British Motorcycles:
Total Production:
1945 49,000
1946 84,240
1947 111,600
1948 130,800
1949 154,800
1950 171,270 for motorcycles, 43% + of production was exported, if you add bicycles to the value of exported goods the total rises to £32,172,197!
Four biggest markets in 1950;
Australia 22,171 @ £2,041,923; There must be quite a lot of stuff out there in Aussie-land!
USA 8,582, @ £987,700; Bit of a surprise here the USA resisted importing machines as much as possible!
Canada 6,225, @ £500,160;
Switzerland 4,338 @ £495,690;
Now you know why, some years later it made so much sense to abandon the Commonwealth & other trading partners & join the Common Market, look at our trading partners in 1950!
Well R, I know monetary values have changed, but I would be more than happy now, today, to be producing & exporting that number from (1950) of motorcycles from Blighty!
Firms: BSA, Triumph, AMC/AJS/Matchless, Norton, Ariel, Velocette, Vincent, Royal Enfield, P & M & Douglas would be your main 4 stroke suppliers, plus many Villiers-engined derivatives Ambassador, Norman, e.t.c.
BSA was by far the largest motorcycle producer in the World in 1950, by a big margin, aided by war reparations & and copying & mirroring of the German DKW engine, that became the beloved Bantam & this model had a massive effect on BSA in the 1950s, as most of you would know!
Sadly it all went "titsup", if you are not born with wealth already there, it only comes through work & a Nations prosperity mainly comes through real jobs in real production, they may go on now in the News about how much the "City" brings in, but the real cost of investment abroad, to the Country is massive in British jobs & a skewed wealth distribution & this seems to be not really accounted for, most wealth created @ present is limited in circulation & not distributed as evenly as in early post-war Britain, jobs in production allowed wealth to filter down, through the respected social hierarchical groups.
Admittedly modern production techniques are not labour intensive, but surely something has to be done, otherwise most of us and our children in the future, will only know an England with part-time jobs in Supermarkets a very shaky retail sector and extremely badly tarnished & corrupt?
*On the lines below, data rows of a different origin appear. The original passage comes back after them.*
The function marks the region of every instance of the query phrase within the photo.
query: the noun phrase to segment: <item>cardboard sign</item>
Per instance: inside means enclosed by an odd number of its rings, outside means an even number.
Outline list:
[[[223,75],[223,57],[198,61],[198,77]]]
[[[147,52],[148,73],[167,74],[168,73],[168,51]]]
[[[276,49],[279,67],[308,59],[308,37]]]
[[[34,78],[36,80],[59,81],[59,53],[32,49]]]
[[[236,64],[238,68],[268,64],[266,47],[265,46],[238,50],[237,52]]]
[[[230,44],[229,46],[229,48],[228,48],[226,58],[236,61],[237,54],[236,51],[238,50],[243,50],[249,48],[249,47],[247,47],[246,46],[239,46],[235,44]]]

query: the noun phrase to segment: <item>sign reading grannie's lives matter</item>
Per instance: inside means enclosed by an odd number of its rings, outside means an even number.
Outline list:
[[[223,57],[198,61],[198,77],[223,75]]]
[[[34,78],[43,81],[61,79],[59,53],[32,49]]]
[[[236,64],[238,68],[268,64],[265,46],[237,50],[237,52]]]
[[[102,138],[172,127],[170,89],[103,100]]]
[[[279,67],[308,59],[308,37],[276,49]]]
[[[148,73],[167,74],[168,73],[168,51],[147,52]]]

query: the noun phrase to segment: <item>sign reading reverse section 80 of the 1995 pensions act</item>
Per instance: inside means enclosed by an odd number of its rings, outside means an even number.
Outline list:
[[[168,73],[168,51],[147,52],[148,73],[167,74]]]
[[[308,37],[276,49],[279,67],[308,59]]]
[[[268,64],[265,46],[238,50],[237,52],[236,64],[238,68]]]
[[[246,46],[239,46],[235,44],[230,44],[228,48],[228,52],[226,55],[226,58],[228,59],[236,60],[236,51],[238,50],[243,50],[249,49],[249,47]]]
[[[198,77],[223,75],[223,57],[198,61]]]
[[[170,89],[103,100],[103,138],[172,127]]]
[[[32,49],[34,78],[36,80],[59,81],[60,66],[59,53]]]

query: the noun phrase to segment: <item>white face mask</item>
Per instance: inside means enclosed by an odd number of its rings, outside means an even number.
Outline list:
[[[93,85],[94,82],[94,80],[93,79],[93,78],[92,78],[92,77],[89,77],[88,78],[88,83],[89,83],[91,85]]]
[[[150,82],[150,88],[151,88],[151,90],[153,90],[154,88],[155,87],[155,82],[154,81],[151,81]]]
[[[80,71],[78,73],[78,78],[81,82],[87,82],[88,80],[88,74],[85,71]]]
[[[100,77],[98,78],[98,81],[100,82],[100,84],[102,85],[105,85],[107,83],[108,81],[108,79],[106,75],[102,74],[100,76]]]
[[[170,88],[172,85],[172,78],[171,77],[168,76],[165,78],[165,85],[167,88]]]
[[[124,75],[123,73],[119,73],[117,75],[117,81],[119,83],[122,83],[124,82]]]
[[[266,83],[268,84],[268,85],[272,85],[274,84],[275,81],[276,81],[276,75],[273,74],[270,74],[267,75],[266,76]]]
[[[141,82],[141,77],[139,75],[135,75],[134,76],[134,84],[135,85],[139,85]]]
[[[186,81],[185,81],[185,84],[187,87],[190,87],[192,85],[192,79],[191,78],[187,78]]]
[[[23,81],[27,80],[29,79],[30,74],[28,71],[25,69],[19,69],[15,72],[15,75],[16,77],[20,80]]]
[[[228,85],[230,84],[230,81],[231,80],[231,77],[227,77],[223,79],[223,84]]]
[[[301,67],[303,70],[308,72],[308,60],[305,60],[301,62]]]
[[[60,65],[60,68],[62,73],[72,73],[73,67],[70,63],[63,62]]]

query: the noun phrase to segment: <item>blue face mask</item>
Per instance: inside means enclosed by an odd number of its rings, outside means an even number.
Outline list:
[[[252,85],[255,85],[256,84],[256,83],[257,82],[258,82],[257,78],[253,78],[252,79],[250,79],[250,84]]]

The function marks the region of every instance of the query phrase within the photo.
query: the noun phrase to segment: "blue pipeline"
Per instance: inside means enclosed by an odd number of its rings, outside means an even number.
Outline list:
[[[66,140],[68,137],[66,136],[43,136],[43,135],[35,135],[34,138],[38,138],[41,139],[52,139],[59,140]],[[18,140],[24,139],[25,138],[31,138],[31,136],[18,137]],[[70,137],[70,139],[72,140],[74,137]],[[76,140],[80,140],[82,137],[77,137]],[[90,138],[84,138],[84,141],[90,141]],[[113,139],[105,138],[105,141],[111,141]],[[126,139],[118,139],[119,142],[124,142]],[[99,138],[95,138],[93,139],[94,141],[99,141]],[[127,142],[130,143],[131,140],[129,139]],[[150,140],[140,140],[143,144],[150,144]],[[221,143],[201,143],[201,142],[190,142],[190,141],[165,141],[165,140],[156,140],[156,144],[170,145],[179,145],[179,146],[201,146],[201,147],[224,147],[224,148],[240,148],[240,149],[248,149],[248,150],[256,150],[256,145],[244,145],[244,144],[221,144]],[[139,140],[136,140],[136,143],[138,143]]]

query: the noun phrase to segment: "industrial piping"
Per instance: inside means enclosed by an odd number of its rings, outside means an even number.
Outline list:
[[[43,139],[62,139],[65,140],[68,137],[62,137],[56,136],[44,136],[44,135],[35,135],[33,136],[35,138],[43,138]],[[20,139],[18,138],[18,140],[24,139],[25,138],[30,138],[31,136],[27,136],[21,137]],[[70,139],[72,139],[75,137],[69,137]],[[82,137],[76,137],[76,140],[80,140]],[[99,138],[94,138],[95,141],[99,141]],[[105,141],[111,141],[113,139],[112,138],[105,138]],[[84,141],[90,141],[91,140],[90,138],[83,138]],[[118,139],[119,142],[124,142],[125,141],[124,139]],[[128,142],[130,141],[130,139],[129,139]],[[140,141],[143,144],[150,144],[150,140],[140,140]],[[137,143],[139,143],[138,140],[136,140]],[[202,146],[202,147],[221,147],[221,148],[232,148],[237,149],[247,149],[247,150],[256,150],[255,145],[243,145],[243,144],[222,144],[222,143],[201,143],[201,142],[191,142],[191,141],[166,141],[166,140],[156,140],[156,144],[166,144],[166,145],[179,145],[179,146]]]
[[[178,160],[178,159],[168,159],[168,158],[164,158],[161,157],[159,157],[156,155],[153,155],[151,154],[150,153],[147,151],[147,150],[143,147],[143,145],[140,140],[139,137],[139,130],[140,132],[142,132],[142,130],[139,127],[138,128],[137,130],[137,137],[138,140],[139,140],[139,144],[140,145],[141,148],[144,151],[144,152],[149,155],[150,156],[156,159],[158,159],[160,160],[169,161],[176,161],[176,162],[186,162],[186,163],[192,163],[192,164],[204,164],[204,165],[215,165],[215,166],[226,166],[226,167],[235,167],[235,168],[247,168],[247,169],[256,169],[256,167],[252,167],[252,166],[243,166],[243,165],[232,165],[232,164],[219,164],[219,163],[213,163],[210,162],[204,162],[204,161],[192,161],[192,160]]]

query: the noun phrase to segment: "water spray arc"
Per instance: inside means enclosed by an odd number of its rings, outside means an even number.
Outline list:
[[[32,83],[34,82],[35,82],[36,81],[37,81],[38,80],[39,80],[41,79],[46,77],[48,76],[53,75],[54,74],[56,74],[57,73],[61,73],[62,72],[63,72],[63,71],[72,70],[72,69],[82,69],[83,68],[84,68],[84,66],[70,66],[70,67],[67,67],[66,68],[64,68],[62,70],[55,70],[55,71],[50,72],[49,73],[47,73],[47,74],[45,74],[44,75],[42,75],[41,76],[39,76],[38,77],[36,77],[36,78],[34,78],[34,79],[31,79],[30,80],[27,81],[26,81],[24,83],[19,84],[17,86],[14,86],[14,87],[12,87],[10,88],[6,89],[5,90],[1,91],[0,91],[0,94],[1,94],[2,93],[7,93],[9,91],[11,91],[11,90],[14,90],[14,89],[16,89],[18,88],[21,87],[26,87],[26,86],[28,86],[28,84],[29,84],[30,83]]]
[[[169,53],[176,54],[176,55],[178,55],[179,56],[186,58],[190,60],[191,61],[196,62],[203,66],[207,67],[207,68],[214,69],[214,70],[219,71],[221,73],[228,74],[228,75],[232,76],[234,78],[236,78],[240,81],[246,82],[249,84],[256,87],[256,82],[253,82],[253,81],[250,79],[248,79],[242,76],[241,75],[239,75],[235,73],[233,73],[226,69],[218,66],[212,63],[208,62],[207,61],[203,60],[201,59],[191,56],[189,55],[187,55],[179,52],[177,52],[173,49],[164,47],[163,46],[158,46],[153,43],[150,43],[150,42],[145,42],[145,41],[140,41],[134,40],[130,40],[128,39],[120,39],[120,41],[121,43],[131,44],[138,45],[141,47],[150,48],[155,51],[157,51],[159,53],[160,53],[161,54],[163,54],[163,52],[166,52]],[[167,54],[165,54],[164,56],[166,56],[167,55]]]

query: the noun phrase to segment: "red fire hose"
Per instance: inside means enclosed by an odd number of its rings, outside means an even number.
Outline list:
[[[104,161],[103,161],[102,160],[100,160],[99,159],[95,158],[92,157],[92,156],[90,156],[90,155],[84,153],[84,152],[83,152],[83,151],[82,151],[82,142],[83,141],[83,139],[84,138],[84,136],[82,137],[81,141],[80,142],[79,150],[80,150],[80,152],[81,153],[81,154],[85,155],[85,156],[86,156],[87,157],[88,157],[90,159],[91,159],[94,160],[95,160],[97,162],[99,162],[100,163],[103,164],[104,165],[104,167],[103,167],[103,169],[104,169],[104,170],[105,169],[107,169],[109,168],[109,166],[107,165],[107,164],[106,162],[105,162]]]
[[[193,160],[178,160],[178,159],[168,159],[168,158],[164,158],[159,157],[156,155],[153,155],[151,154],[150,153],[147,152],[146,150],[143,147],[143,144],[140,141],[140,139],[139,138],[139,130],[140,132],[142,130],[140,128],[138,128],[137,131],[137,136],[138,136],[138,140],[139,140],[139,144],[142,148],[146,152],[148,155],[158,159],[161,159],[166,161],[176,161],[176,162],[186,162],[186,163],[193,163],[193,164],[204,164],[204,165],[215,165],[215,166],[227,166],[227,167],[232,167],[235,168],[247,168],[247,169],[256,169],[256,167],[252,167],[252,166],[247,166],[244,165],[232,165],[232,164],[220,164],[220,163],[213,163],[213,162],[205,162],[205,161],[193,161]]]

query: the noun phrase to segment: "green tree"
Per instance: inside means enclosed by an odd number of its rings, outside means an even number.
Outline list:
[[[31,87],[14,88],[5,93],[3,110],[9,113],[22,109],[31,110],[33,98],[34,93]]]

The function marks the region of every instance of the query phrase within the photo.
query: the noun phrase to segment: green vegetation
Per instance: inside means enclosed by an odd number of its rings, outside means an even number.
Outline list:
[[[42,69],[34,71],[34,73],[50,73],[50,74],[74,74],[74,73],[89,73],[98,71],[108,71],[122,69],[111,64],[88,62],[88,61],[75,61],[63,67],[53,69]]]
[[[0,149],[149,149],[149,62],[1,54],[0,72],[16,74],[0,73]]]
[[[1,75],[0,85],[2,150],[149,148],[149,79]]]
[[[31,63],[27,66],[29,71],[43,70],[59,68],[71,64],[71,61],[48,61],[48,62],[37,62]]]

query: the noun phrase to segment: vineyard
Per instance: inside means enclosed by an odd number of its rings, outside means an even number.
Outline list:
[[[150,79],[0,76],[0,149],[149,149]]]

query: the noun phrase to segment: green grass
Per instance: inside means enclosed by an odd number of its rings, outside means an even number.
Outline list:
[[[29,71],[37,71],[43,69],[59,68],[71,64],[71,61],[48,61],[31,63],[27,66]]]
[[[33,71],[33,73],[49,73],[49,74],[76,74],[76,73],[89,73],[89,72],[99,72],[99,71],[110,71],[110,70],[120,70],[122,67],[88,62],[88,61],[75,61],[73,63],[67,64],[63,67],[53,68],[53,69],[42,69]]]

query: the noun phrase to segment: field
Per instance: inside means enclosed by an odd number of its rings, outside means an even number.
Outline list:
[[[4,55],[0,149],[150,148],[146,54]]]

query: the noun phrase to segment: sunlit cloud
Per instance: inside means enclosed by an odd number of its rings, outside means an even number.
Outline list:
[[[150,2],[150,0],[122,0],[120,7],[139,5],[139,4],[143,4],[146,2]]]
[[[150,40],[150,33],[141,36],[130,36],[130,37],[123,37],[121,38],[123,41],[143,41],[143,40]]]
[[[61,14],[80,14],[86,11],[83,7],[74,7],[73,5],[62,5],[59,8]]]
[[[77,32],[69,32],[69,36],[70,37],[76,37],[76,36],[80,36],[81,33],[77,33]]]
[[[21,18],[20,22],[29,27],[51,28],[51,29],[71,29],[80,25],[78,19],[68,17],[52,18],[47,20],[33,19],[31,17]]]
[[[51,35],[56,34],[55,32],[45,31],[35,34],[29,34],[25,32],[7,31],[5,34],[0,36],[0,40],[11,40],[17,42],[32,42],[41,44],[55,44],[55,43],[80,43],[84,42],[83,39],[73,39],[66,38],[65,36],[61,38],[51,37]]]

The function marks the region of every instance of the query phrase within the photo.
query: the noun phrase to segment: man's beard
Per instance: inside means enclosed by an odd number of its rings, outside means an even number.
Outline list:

Financial Services & Insurance sector & the disappearance of Small Businesses & pubs on a scale last seen in Cromwellian times!
Anyhow a new series on China on Monday nights is interesting in that Niall Ferguson on the "nature of the Beast" is informative about the Modern Global World!
And Mary Portas's Bottom Line has given light at the end of the tunnel to some.
As Peter Kay says "you can't go back"! But is he right?